IBM-created tech to help ads understand if you're introverted or extroverted




The need to understand a person’s like and dislikes, their behaviour and actions, in order to target online advertisements at them is never ending. Marketers and advertisers all over the world are constantly trying to figure out ways in which brands can show the right kind of the ads to the right kind of people at the right time. IBM has decided to lend a hand by testing technology that can analyse tweets psychologically, with the goal of offering personalised customer service and better targeting for messages. A report by MIT Technology Review talks about this piece of technology that aims to delve into the psychology of a Twitter user using just the content he posts on the micro-blogging website. “We need to go below behavioral analysis like Amazon does,” Michelle Zhou, User Systems and Experience Research Group Lead at IBM’s Almaden research Center based in California says. “We want to use social media to derive information about an individual — what is the overall affect of this person? How resilient is this person emotionally? People with different personalities want something different.”
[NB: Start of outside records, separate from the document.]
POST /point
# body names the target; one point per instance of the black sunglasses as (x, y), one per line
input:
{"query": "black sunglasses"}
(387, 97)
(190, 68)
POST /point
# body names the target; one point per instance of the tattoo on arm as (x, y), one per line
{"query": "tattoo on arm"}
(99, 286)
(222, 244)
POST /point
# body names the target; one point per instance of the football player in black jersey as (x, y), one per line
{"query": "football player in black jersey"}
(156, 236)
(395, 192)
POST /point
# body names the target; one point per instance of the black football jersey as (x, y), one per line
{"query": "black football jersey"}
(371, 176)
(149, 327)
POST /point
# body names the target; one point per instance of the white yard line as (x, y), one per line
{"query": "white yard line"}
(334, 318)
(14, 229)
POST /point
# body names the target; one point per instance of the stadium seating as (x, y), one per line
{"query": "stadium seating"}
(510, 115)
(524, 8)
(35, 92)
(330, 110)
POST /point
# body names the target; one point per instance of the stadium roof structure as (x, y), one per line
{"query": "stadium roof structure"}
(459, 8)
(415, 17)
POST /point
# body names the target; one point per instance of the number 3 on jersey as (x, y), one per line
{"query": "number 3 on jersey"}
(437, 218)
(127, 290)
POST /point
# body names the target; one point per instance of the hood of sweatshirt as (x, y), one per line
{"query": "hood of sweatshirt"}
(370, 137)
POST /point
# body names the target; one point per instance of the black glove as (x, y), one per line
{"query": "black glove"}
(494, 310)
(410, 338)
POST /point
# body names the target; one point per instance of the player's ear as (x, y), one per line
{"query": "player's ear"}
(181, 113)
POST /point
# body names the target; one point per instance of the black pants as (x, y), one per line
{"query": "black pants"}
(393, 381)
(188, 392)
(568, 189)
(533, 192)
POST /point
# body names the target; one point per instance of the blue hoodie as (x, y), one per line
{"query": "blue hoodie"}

Birds okay, not Politicians

Your Twitter feed will tell advertisers if you're extroverted


The software developed by the team takes into consideration the first hundred or thousand tweets – subject to API limits, of course – and puts them to test psychologically. It tests the same based on the “big five” traits of common psychological research: extroversion, agreeableness, conscientiousness, neuroticism and openness to experience. Also added to the mix are scores for measures on “values” like hedonism and conservatism and “needs” like curiosity and social harmony. However, like most such technology, figuring out personality is not the end-game for this software. Zhou says that the team is working with several IBM customers in order to gauge how this software can use this system to foster their business. It could be used to tune marketing messages sent by email or via social media, identify the time when it should be displayed and point out at why certain messages work better than others. Zhou has a feeling that this software could help targeting in a way that conversion rates will increase. She goes on to add that having a rough idea of a person’s personality could help achieve better customer satisfaction. Say for example, a call center executive has to tell a passenger that their flight has been cancelled, Zhou says that an extroverted person could request for frequent flyer miles or rewards, while a person identified as conscientious could just want efficiency, like wanting to know their next flight. Essentially, it could help the executives know whether they should just tell the passenger the news or get into deeper discussion with them.The piece of technology analyses words and patterns to create a profile of a person from tweets alone. The team also made people answer psychological questionnaires to create a yardstick for these tests. If put to use on a wide scale, Zhou and her team’s technology could help transition online advertising – and even customer care relationships – into a more mature space.